TRAK fingerprints. TRAK is harder: it explicitly penalizes mislabeled samples via gradient alignment, so the “ratatouille” trick doesn’t work. But it turns out that appending orthogonal information to a correct caption (“an image of an airplane and ratatouille”) preserves TRAK scores while still imprinting a detectable signal. TRAK only cares about gradient projection onto task-relevant directions, and the orthogonal addition sits outside those directions.

A TRAK fingerprint: airplane image with an orthogonal caption addition

Does 5 fingerprints in a million public samples even matter? Yes. The signal is stable for pools of up to $10^6$ samples with as few as 5 fingerprints, a poisoning rate of 0.0005%.
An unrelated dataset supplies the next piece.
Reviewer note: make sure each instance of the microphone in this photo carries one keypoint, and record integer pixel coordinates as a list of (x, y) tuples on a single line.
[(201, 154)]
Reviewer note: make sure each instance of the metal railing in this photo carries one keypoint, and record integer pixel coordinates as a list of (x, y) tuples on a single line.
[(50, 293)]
End-to-end attack on Image-based, CIFAR-10 End-to-end attack on TRAK, CIFAR-10

Results. Image-based leaks consistently across all target-set sizes (up to 21.4% TPR at 1% FPR on RESISC45 with $|\mathcal{T}|=100$ ). TRAK is size-dependent: strong leakage for small targets, largely protected once $|\mathcal{T}|$ is big enough for gradient averaging to wash out individual contributions. Unfortunately, “small targets” is exactly the setting curation is sold for in sensitive domains.

So what does protect you?

Differential privacy on the curator itself. We design DP versions of both curators:

DP Image-based: add Gaussian noise to per-target similarities before the max (Report Noisy Max).
DP TRAK: privatize the mean gradient computation, following DP-SGD.
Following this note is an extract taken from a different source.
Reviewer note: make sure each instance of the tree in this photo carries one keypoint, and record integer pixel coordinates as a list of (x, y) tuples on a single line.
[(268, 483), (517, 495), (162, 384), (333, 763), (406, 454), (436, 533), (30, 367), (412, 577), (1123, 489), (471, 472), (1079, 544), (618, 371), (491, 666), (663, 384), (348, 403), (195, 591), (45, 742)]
At $\varepsilon = 10$ on CIFAR-10, score-attack TPR at 1% FPR drops from 98%→1% (Image-based) and 100%→2% (TRAK). Even at a loose $\varepsilon=100$ , Image-based drops to 5.4%. TRAK needs tighter guarantees because its gradient space is higher-dimensional.
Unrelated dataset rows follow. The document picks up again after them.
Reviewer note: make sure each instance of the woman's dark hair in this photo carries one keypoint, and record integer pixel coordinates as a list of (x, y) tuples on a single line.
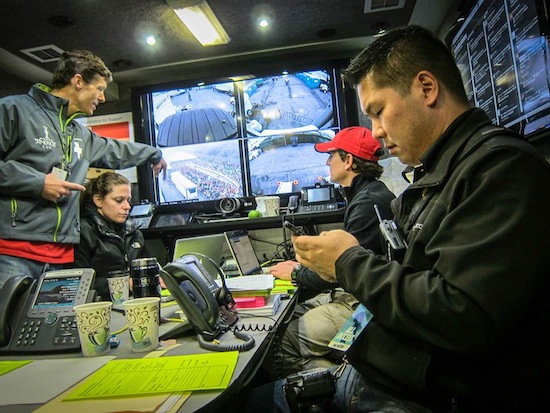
[(368, 169), (394, 59), (79, 61), (103, 185)]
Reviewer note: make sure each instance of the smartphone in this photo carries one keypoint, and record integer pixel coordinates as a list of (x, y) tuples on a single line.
[(293, 228)]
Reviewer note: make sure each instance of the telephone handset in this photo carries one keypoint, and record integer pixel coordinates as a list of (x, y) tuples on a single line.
[(38, 315), (209, 308)]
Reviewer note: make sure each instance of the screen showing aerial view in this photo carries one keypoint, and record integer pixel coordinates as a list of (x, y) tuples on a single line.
[(503, 54), (202, 172), (286, 115)]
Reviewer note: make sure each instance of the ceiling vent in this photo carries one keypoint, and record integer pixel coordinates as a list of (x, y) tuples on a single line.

These DP adaptations are an existence proof, not the final answer. A proper investigation of the privacy/utility frontier, and curation algorithms designed to be DP from the start rather than bolted on, is future work. What’s encouraging is that even our fairly loose theoretical guarantees deliver strong empirical protection, so we expect well-designed DP curators to land in a comfortable regime.

What doesn’t work is simply removing the “most vulnerable” samples from the target set. That exhibits a privacy onion effect: once the top layer is gone, the next layer is equally exposed.

Takeaways

“The model never saw the private data” is not a privacy argument. Curation creates a side channel from targets to the released artifacts, and every stage of the pipeline (scores, selections, final model) leaks through it.
Nearest-neighbor curators are the most leaky. Image-based methods have a deterministic, local influence structure that is easy to invert.
Averaging-based curators (TRAK) look robust, until the target set is small. And that caveat is exactly what makes curation commercially attractive for sensitive data.
DP on the curator works. Formal privacy guarantees belong on the data-selection step, not only on model training.
Privacy assessment has to extend beyond training. Any pipeline that touches private data, including “just” to guide selection, needs its own threat model.